O escritor Ariano Suassuna, que morreu nesta quarta-feira, aos 87 anos, desfila em carro alegórico da escola de samba carioca Império Serrano, em 2002 - Caio Guatelli/Foha Imagem
O escritor Ariano Suassuna, que morreu nesta quarta-feira, aos 87 anos, desfila em carro alegórico da escola de samba carioca Império Serrano, em 2002 Imagem: Caio Guatelli/Foha Imagem

Anco Márcio Tenório Vieira

Especial para o UOL*

24/07/2014 06h00

A figura totêmica de Euclides da Cunha sempre esteve presente na vida de Ariano Suassuna: seja porque ela evocava, no seu tipo físico, o seu pai, João Suassuna, assassinado quando Ariano ainda era criança; seja pela leitura definidora de "Os Sertões". Mais do que qualquer outra obra, a literatura de Ariano (assim como os romances dos regionalistas de 30) sempre visitou a de Euclides.

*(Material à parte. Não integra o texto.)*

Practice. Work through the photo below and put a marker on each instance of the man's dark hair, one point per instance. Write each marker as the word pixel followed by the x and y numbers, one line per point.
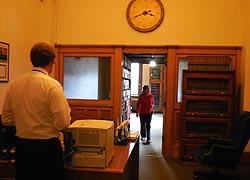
pixel 42 54
pixel 145 87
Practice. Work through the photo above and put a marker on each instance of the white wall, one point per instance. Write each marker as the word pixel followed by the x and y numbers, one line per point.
pixel 23 23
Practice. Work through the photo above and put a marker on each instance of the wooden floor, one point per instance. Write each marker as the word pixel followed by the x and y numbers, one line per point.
pixel 153 166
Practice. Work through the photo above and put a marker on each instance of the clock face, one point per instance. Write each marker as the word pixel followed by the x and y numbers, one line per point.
pixel 145 15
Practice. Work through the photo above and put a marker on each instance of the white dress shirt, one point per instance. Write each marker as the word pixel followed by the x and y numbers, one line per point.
pixel 36 105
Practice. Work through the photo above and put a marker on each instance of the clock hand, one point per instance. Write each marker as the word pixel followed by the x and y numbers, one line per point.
pixel 144 13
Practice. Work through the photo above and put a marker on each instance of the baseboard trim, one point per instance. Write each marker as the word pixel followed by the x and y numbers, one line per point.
pixel 245 158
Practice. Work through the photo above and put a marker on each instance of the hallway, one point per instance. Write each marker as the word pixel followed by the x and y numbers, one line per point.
pixel 153 166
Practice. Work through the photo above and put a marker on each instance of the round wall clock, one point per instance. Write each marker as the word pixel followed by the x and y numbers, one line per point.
pixel 145 15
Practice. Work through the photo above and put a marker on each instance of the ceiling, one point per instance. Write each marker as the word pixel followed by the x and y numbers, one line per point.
pixel 146 58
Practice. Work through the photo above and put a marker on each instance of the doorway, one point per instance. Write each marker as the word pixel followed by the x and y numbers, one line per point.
pixel 143 73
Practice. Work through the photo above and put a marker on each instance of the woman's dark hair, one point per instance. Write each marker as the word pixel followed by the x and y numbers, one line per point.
pixel 42 54
pixel 145 87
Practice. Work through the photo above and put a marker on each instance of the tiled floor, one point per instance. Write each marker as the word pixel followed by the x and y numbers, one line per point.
pixel 153 166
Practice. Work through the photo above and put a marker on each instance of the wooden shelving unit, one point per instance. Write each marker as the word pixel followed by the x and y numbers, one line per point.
pixel 157 86
pixel 126 89
pixel 207 109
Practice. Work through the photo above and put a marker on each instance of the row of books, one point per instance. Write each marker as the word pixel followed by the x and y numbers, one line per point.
pixel 208 107
pixel 208 85
pixel 209 63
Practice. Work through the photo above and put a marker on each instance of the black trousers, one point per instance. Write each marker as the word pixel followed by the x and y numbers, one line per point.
pixel 37 159
pixel 145 120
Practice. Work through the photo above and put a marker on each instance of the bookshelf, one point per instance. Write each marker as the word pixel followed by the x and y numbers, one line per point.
pixel 126 89
pixel 207 108
pixel 157 86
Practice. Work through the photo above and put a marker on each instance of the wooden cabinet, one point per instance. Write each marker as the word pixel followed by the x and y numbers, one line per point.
pixel 126 89
pixel 157 86
pixel 207 108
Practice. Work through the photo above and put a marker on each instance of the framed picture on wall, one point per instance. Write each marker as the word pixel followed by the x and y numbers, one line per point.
pixel 4 62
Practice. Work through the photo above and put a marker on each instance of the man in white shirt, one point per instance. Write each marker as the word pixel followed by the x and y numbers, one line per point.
pixel 36 105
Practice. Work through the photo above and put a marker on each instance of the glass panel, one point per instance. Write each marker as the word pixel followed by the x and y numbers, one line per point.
pixel 87 77
pixel 183 65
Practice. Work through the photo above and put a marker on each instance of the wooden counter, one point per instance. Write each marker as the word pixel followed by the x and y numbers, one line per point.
pixel 123 166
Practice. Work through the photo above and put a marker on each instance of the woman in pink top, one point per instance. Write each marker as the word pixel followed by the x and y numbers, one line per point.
pixel 144 109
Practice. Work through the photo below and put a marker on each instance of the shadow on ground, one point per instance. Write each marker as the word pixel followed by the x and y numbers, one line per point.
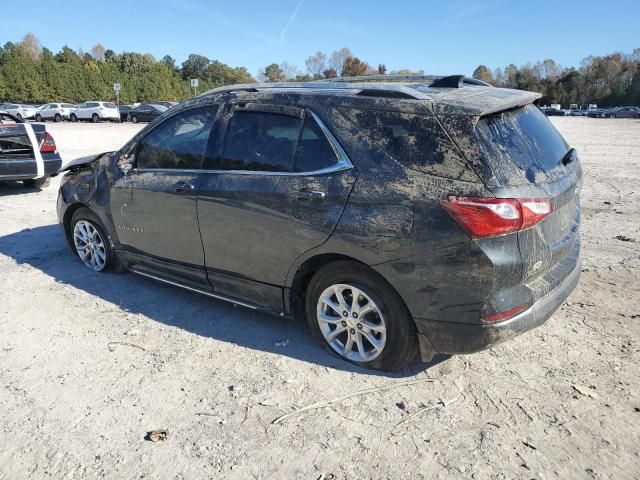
pixel 45 249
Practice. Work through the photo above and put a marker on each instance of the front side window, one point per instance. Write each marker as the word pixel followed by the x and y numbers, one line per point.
pixel 179 142
pixel 259 141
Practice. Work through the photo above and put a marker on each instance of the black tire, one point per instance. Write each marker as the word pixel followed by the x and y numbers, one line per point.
pixel 37 183
pixel 112 262
pixel 401 344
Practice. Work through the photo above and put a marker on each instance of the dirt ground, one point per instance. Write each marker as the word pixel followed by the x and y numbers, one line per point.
pixel 91 362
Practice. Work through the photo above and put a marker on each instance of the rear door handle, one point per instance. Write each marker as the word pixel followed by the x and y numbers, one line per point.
pixel 181 187
pixel 310 194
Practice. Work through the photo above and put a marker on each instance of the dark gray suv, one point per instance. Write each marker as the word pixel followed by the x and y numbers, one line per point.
pixel 398 215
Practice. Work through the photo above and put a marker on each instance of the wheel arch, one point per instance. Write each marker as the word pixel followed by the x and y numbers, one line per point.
pixel 66 220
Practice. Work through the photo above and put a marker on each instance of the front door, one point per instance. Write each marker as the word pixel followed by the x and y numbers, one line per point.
pixel 154 205
pixel 278 189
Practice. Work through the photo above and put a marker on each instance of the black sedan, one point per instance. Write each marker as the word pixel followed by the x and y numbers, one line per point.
pixel 146 112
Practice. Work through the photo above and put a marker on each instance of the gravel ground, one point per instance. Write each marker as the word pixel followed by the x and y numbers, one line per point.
pixel 91 362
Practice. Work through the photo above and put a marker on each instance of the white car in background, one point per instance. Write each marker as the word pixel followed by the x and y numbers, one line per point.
pixel 55 111
pixel 96 112
pixel 23 112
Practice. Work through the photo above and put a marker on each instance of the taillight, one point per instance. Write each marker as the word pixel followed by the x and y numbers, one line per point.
pixel 48 145
pixel 484 217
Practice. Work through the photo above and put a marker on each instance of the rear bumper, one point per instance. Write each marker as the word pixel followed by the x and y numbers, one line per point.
pixel 460 338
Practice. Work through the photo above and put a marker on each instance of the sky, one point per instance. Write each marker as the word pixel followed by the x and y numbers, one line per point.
pixel 439 37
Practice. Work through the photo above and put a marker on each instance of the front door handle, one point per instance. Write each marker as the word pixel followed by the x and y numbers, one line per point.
pixel 305 194
pixel 182 187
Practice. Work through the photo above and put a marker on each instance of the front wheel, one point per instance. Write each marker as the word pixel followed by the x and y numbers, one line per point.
pixel 91 242
pixel 357 315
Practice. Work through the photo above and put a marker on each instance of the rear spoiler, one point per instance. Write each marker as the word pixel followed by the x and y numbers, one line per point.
pixel 478 102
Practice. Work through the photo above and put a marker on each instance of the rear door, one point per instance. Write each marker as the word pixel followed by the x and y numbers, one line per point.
pixel 277 189
pixel 530 159
pixel 154 205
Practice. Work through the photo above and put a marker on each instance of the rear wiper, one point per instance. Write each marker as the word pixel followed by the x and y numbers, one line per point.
pixel 568 157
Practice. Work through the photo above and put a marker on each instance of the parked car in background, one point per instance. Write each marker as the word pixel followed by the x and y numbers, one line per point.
pixel 166 104
pixel 146 112
pixel 96 112
pixel 124 112
pixel 23 112
pixel 597 113
pixel 27 152
pixel 623 112
pixel 327 201
pixel 55 111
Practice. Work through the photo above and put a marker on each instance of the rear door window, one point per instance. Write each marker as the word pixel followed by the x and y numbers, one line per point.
pixel 179 142
pixel 519 143
pixel 259 141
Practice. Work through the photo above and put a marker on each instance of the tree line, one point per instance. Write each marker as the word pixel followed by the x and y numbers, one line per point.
pixel 31 73
pixel 609 80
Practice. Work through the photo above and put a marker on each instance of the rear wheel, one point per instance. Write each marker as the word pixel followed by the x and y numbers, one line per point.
pixel 37 183
pixel 356 314
pixel 91 242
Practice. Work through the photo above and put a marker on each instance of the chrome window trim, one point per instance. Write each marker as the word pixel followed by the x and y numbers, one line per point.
pixel 344 163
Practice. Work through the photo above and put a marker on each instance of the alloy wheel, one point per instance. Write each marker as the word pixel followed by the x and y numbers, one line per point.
pixel 90 245
pixel 351 322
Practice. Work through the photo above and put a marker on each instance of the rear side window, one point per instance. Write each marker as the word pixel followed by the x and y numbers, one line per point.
pixel 314 150
pixel 417 141
pixel 179 142
pixel 259 141
pixel 519 143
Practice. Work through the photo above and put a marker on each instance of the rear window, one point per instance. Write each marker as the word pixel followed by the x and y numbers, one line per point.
pixel 417 141
pixel 524 139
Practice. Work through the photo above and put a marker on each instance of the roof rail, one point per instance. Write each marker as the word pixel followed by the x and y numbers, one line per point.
pixel 366 89
pixel 384 78
pixel 457 81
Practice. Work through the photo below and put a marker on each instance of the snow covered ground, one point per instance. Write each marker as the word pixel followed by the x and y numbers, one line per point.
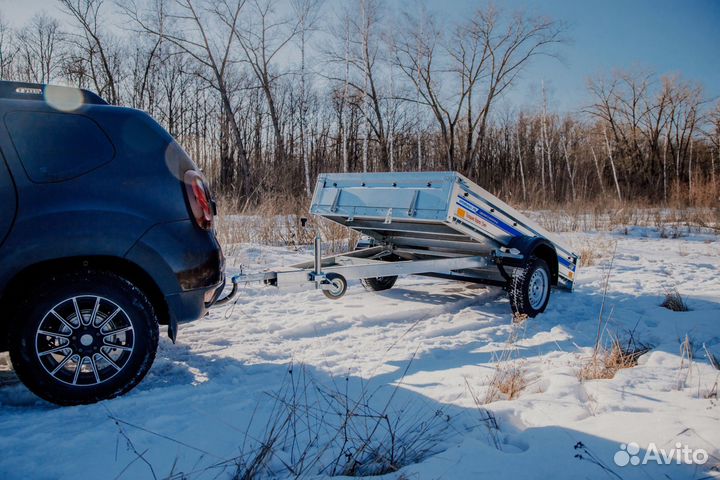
pixel 422 355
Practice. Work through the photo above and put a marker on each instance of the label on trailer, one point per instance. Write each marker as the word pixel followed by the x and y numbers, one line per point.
pixel 474 214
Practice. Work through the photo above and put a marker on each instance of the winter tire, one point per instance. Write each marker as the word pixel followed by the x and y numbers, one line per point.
pixel 530 288
pixel 83 337
pixel 378 284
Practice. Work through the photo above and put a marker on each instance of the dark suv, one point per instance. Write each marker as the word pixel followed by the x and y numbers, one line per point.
pixel 106 232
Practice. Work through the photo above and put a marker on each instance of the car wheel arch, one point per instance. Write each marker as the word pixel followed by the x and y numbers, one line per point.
pixel 119 266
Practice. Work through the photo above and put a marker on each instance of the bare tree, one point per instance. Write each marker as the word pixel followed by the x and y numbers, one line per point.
pixel 8 49
pixel 483 58
pixel 39 49
pixel 94 45
pixel 192 36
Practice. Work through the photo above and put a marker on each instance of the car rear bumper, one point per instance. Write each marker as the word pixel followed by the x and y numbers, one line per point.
pixel 186 264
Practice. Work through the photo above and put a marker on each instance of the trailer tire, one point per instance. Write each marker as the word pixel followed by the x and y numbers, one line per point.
pixel 378 284
pixel 339 286
pixel 530 288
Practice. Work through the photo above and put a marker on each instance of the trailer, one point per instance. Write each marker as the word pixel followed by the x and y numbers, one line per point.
pixel 437 224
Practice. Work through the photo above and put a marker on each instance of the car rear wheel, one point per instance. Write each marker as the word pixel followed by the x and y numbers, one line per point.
pixel 83 337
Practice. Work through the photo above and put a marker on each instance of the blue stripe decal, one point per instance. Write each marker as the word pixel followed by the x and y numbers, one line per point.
pixel 567 263
pixel 487 217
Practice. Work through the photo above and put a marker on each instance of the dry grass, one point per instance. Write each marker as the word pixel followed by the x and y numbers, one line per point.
pixel 509 380
pixel 606 361
pixel 674 301
pixel 712 358
pixel 592 251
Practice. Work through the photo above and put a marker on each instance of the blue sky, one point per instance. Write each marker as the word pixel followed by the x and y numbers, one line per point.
pixel 663 36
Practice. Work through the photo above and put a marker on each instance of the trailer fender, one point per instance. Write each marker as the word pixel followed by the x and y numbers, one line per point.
pixel 535 247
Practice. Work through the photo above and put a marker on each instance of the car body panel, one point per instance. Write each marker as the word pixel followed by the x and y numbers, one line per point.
pixel 131 207
pixel 8 201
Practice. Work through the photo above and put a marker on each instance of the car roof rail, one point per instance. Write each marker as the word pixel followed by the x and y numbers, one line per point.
pixel 36 91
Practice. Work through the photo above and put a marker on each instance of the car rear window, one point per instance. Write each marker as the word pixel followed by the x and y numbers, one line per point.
pixel 57 146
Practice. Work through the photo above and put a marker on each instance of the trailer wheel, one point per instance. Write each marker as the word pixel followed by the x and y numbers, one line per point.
pixel 530 288
pixel 338 284
pixel 378 284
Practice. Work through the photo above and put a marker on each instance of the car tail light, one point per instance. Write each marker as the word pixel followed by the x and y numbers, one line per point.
pixel 199 197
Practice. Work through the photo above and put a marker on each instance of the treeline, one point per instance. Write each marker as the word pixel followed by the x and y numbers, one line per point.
pixel 266 94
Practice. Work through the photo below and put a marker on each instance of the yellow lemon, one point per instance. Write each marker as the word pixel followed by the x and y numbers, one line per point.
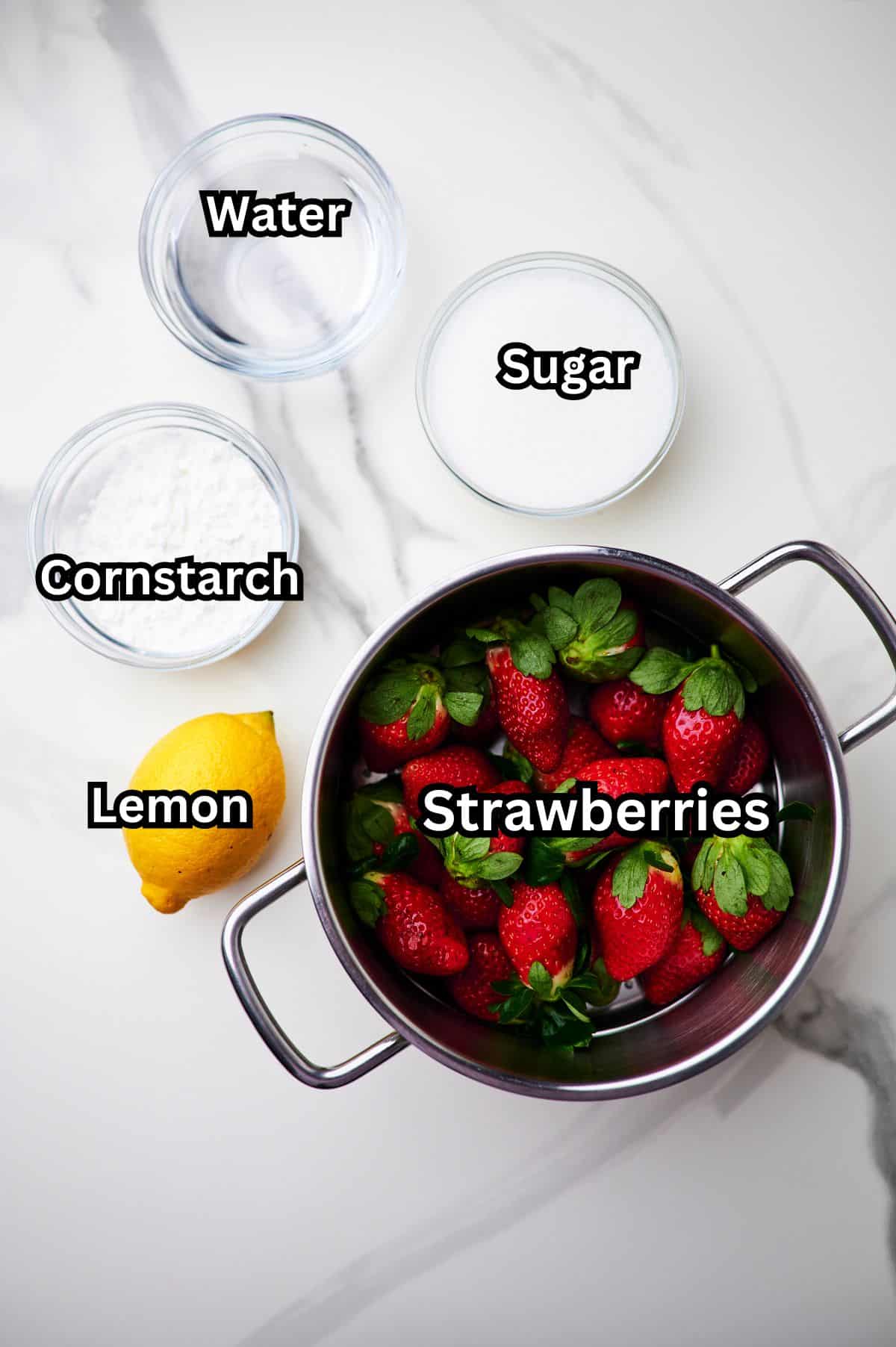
pixel 209 753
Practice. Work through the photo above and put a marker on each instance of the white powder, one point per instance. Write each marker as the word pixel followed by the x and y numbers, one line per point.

Porém, diverso da geração de 30, Suassuna não perpetuou as imagens que ele, Euclides, fixou do Sertão e, sim, as recriou por meio de uma “invenção fantasiosa”.

O Movimento Armorial, lançado em 18 de outubro de 1970 na Igreja de São Pedro dos Clérigos, no Recife, se alinha com os demais movimentos artísticos brasileiros pela busca de uma arte erudita que plasme a nossa identidade cultural. Porém, diverge desses mesmos movimentos artísticos brasileiros que o antecederam por colocar em primeiro plano o universo cultural e lúdico do Sertão em detrimento do universo cultural e lúdico manifestado nas demais regiões do País. Valendo-se dessa matéria simbólica, Ariano e os seus companheiros de movimento pretendiam não apenas construir uma arte erudita autenticamente brasileira, mas uma arte pouco afeita tanto às preocupações sócio-políticas do regionalismo de 30, quanto às explicações deterministas e biológicas que o olhar cientificista de Euclides encerrou em sua obra.

Apesar de ser uma obra cientificamente datada, a força das imagens que Euclides fixou do Sertão e do sertanejo em sua obra se deve, certamente, ao fato de que essas imagens não são frutos da imaginação de algum escritor literário, de alguma retórica vã, mas da observação de um homem de ciência. O discurso “científico” que fundamenta "Os Sertões" leva o leitor a crer que as suas sentenças devem ser acatadas como a mais pura “interpretação” daquele Brasil real que emparedou o Brasil oficial. Junte-se a essa “ciência”, um texto que também lança mão de todos os recursos retóricos que a língua portuguesa poderia dispor.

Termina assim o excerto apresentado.